Read & Write Flow¶
This document traces the exact path of data through the kiwi-db engine for both write and read operations. Every lock acquisition, every conditional branch, and every data transformation is documented.
Write Flow¶
Overview¶
All writes (put, delete) follow the same atomic path under a single lock. The key invariant is durability before visibility — the WAL is fsynced before the memtable is updated.
Step 1: Sequence Generation¶
SeqGenerator.next() atomically increments and returns a monotonically increasing integer under its own threading.Lock. This seq number is the MVCC version — higher seq means newer data.
Step 2: WAL Durability¶
Lock ordering constraint: _mem.write_lock is always acquired before _wal_lock. Reversing this order would cause deadlock, since the write path holds write_lock while calling sync_append() which acquires _wal_lock internally.
Step 3: MemTable Insert¶
The write delegates through MemTableManager → ActiveMemTable → SkipList:
Step 4: Conditional Freeze¶
maybe_freeze() checks whether the active memtable has crossed its threshold:
| Mode | Condition | Default |
|---|---|---|
| Dev | entry_count >= max_memtable_entries |
10 entries |
| Prod | size_bytes >= max_memtable_bytes |
64 MB |
Delete vs Put¶
delete(key) follows the identical path but writes OpType.DELETE and value=TOMBSTONE (sentinel b"\x00__tomb__\x00"). The tombstone propagates through flush and compaction. Readers check for tombstones and return None.
Manual Flush¶
engine.flush() calls force_freeze(), which bypasses the threshold check and freezes unconditionally (unless the memtable is empty). The same backpressure and signaling logic applies.

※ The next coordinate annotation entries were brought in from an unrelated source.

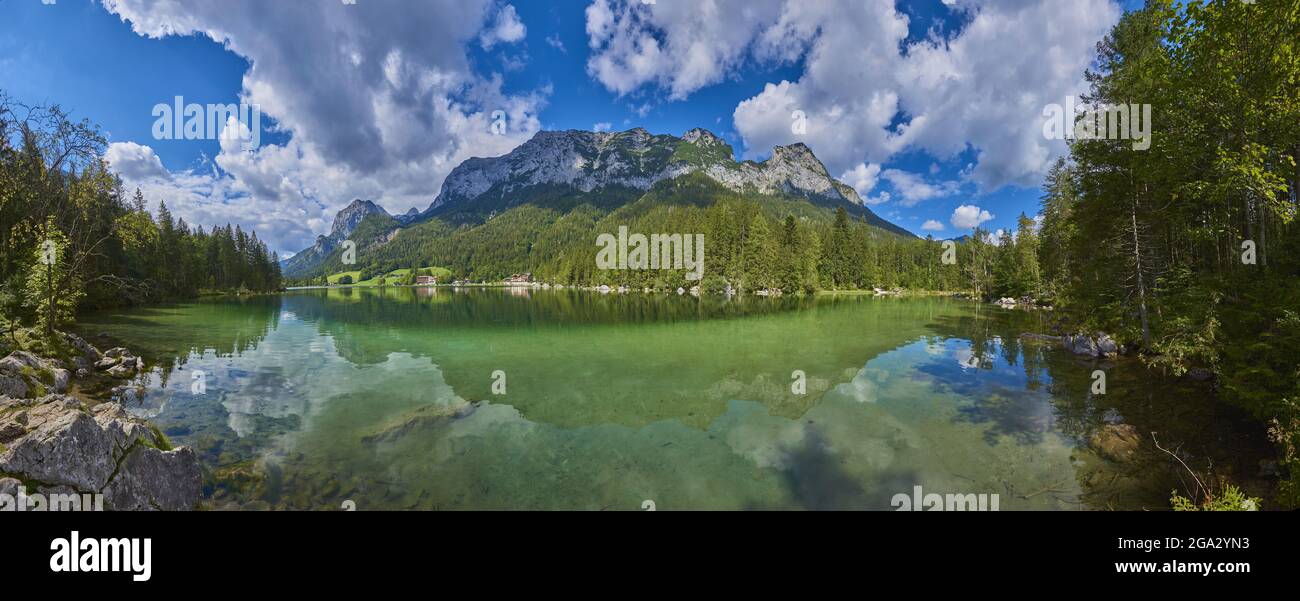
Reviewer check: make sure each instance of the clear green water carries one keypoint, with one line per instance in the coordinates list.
(385, 398)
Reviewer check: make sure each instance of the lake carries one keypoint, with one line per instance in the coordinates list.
(494, 398)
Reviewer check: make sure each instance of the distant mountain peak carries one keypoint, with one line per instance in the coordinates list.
(351, 216)
(702, 137)
(636, 159)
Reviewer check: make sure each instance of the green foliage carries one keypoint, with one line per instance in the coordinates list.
(1148, 245)
(59, 198)
(1231, 498)
(52, 289)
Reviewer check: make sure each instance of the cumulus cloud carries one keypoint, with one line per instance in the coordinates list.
(134, 161)
(866, 90)
(863, 177)
(914, 189)
(969, 216)
(507, 27)
(378, 100)
(677, 46)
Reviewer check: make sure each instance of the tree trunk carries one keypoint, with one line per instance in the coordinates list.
(1142, 284)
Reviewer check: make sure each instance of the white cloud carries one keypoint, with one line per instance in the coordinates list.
(863, 177)
(677, 46)
(376, 103)
(914, 189)
(506, 29)
(555, 42)
(867, 93)
(969, 216)
(134, 161)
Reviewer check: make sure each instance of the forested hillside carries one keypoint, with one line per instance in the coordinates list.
(1188, 250)
(72, 238)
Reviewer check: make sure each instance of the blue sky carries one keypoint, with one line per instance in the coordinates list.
(930, 108)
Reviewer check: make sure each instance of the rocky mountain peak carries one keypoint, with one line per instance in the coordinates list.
(702, 137)
(351, 216)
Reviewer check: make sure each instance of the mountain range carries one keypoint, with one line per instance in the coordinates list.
(594, 171)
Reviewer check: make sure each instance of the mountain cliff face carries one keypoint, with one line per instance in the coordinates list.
(635, 159)
(615, 168)
(345, 223)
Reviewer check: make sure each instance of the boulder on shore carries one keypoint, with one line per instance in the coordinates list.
(1086, 345)
(61, 445)
(1117, 442)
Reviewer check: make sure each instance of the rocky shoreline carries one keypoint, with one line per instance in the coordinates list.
(59, 442)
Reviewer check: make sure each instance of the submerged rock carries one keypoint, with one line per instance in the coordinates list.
(61, 445)
(1088, 346)
(419, 418)
(1117, 442)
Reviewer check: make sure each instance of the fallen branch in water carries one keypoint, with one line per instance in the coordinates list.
(1199, 484)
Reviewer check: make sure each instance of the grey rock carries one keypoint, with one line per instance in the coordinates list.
(1106, 346)
(87, 351)
(1080, 345)
(104, 450)
(1117, 442)
(1101, 346)
(11, 431)
(13, 387)
(61, 379)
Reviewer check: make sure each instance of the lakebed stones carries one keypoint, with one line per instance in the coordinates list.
(1117, 442)
(120, 363)
(64, 445)
(1099, 346)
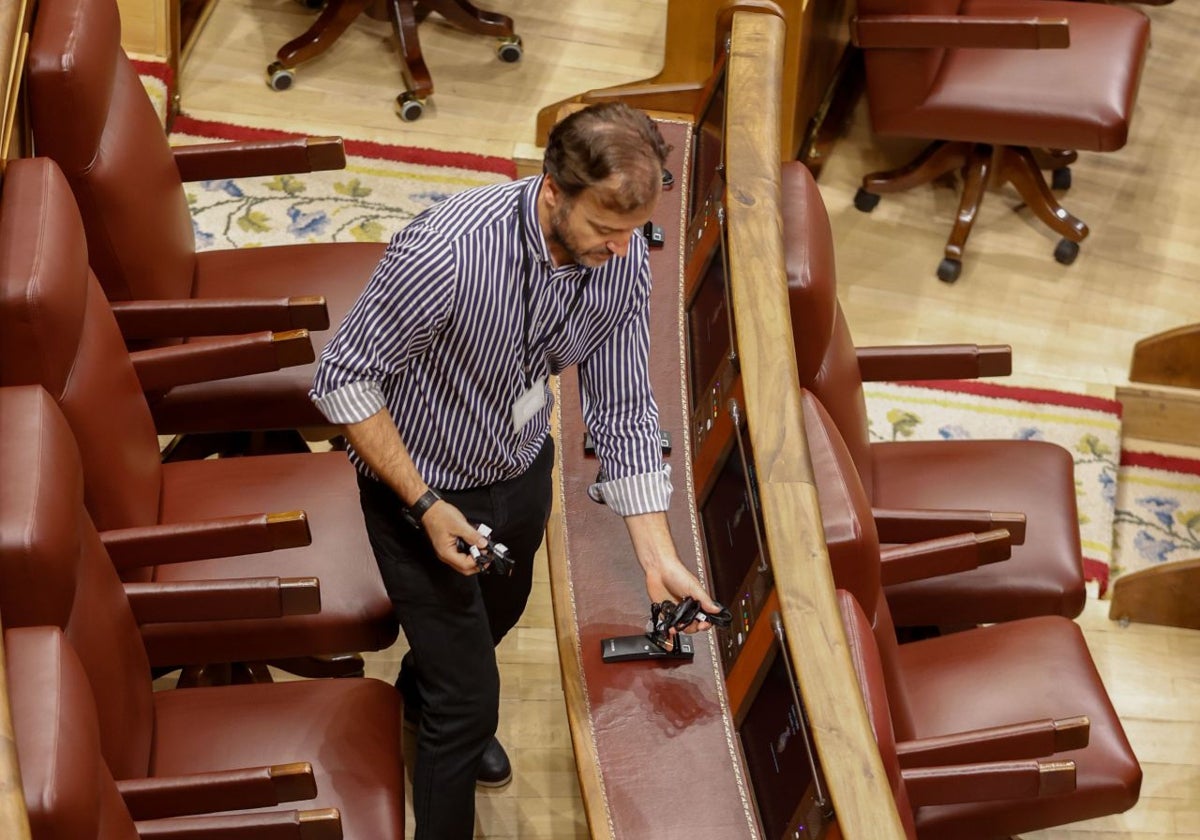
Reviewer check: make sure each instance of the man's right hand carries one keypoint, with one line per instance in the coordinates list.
(445, 525)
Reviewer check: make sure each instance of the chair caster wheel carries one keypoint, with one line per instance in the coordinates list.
(865, 201)
(510, 49)
(948, 270)
(1066, 251)
(408, 107)
(279, 77)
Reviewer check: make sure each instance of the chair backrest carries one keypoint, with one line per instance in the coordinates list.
(864, 654)
(70, 792)
(55, 571)
(825, 351)
(90, 114)
(57, 330)
(899, 79)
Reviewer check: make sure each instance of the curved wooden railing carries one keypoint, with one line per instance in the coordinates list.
(849, 755)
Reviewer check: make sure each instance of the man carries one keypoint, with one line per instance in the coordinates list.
(438, 376)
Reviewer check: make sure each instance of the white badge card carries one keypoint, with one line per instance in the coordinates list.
(528, 405)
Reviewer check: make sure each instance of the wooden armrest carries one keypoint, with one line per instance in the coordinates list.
(219, 316)
(934, 361)
(225, 537)
(221, 600)
(1030, 739)
(165, 367)
(989, 781)
(160, 797)
(323, 823)
(915, 525)
(943, 556)
(214, 161)
(923, 31)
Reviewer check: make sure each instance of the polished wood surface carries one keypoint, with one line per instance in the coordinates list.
(803, 577)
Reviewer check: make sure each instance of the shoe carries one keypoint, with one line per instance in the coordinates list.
(495, 769)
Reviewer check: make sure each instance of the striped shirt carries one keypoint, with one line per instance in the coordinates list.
(438, 339)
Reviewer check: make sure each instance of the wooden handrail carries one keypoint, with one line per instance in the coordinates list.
(13, 819)
(849, 755)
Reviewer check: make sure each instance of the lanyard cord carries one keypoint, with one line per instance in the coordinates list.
(527, 301)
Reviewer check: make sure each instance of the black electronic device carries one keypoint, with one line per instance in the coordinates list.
(495, 559)
(664, 442)
(654, 234)
(640, 647)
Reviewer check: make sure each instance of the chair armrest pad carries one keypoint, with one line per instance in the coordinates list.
(219, 600)
(943, 556)
(225, 537)
(165, 367)
(988, 781)
(219, 316)
(215, 161)
(934, 361)
(923, 31)
(159, 797)
(1013, 742)
(323, 823)
(915, 525)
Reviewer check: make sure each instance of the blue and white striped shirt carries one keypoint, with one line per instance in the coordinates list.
(438, 339)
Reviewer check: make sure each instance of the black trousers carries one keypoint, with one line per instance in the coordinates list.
(453, 623)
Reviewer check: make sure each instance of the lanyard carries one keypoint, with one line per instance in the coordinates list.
(527, 301)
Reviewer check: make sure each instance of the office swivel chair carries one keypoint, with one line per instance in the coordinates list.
(405, 16)
(994, 84)
(993, 478)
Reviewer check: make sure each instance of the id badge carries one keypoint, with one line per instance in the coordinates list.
(528, 405)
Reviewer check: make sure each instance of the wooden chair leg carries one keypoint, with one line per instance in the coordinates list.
(976, 177)
(463, 15)
(1018, 167)
(324, 31)
(935, 161)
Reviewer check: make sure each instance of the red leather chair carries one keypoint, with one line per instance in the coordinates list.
(993, 83)
(405, 16)
(177, 522)
(54, 571)
(89, 112)
(921, 489)
(953, 691)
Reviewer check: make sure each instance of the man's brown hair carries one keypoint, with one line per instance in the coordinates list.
(609, 144)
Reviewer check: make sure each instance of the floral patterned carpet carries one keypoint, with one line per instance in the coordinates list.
(1135, 509)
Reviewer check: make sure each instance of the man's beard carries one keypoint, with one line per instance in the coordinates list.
(559, 235)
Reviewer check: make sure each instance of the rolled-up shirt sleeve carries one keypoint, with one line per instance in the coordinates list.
(403, 306)
(619, 411)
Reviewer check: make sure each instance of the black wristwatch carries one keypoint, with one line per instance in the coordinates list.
(417, 510)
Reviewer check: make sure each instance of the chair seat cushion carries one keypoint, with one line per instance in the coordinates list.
(348, 730)
(355, 613)
(1043, 576)
(280, 399)
(1015, 672)
(1080, 97)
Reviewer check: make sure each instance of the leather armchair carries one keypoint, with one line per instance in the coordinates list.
(994, 83)
(210, 519)
(90, 114)
(183, 751)
(1012, 691)
(925, 490)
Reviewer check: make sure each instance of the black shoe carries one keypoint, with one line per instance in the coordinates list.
(495, 769)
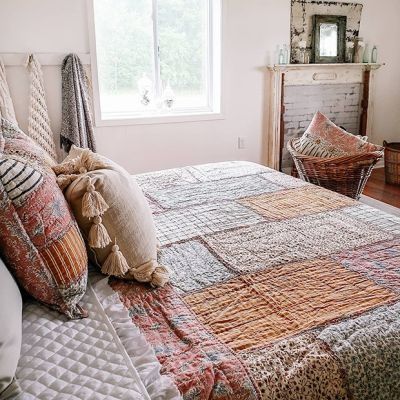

Write Path Lock Hierarchy¶
Write Path Error Conditions¶
| Error | Condition | Recovery |
|---|---|---|
EngineClosed |
Engine has been closed | Caller must reopen |
OSError |
WAL fsync failure | Write fails atomically (memtable not updated) |
SkipListKeyError |
Empty key | Caller error |
SkipListInsertError |
64 concurrent retries exhausted | Extremely rare contention |
SnapshotEmptyError |
Freeze called on empty table | Should never happen (threshold > 0) |
FreezeBackpressureTimeout |
Queue full for 60 seconds | Flush pipeline may be stuck |
Read Flow¶
Overview¶
Reads scan from newest to oldest data sources. The first match with the highest sequence number wins. No write locks are acquired — reads are non-blocking.
Step 1: Active MemTable Lookup¶
SkipList.get(key) performs a lock-free top-down traversal starting from the highest occupied level. At level 0, it checks whether the successor node matches the key and is visible (fully_linked=True, marked=False). These boolean reads are atomic under CPython's GIL.
Returns (seq, value) or None. Does not return timestamp_ms — only seq is needed for MVCC ordering.
Step 2: Immutable Queue Scan¶
The queue is scanned newest-first (deque index 0 is newest). Each ImmutableMemTable.get(key) is an O(1) dict lookup — the internal _index dict maps keys directly to their position in the sorted data list.
Concurrent safety: A list() copy of the deque is taken before iteration to prevent concurrent modification if pop_oldest() runs during the scan. The copy is O(n) but n <= 4 (queue max).
Step 3: L0 SSTable Scan¶
All L0 files must be checked because their key ranges overlap. The scan holds a read lock on level 0 (via AsyncRWLock) to prevent compaction from swapping files mid-scan.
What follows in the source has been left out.